Grosso's previous plays, Peaches and Sweetheart, indicated a matchless ear for the revealing concealments of street argot, and here again he gives us the unwittingly comic posturing of council estate twentysomethings, along with those rhythmic deflations that play a crucial role in the conversational ritual. In doing so, he uncovers the strains within a close-bonding male group, fuelled by power struggle and sexual rivalry.
King of the group is Jason Hughes's Tommy - a smoothly assured, mysteriously wealthy character, closer to Louise than the thickish Stan ever suspects. Seething behind his sardonic mask is Joseph Fiennes's Billy, never as close to her as he would like to have been and dripping the poison. Younger than these are Joe and Harry, the first (Jake Wood) always being sent over for the drinks, where girls and calamities spring on him at the bar, while little Harry (Callum Dixon) sits hunched on his chair nursing thoughts of Rod Stewart.
In the opening scene we meet only these four, and there are times when their ceaseless sparring looks likely to become exhausting at any moment. The constant shifting of shoulders under the jackets are the tics of men always readying themselves for their next crisis, the punch-up, the peacock display.
James Macdonald's cast is marvellously convincing in all these details of posture and gesture, and in delivering the patter so weirdly humourless to the speakers.
The first scene of each half is set in the pub, on Rob Howell's remarkable revolve that punctuates the talk by occasionally turning a full circle. The second scenes take us into Stan's flat where Louise (Liza Walker) is forever ironing. Provided you accept the improbable fact of this character choosing to tie herself to Nick Moran's decent but plodding Stan, Walker's spruce performance is rich in nuance, suggesting irresolution and guile in pretty quick succession.
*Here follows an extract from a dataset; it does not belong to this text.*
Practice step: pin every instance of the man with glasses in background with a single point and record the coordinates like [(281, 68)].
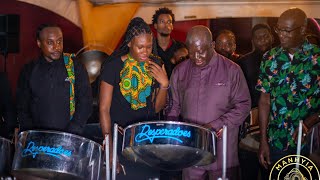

Both these domestic scenes are exercises in seduction, one accepted, the other declined, and the play as a whole portrays a community unlikely to find lasting satisfaction with a mate of the opposite sex, north or south of the river. Or lasting satisfaction in anything longer than a game show on the box or a quick something on the settee.
But Grosso records and shapes the speech habits of this little world into an extraordinarily funny and artistic pattern which can accommodate even the playing of a complete Stewart song, with the revolve spinning round and round like the top of a kitsch musical-box.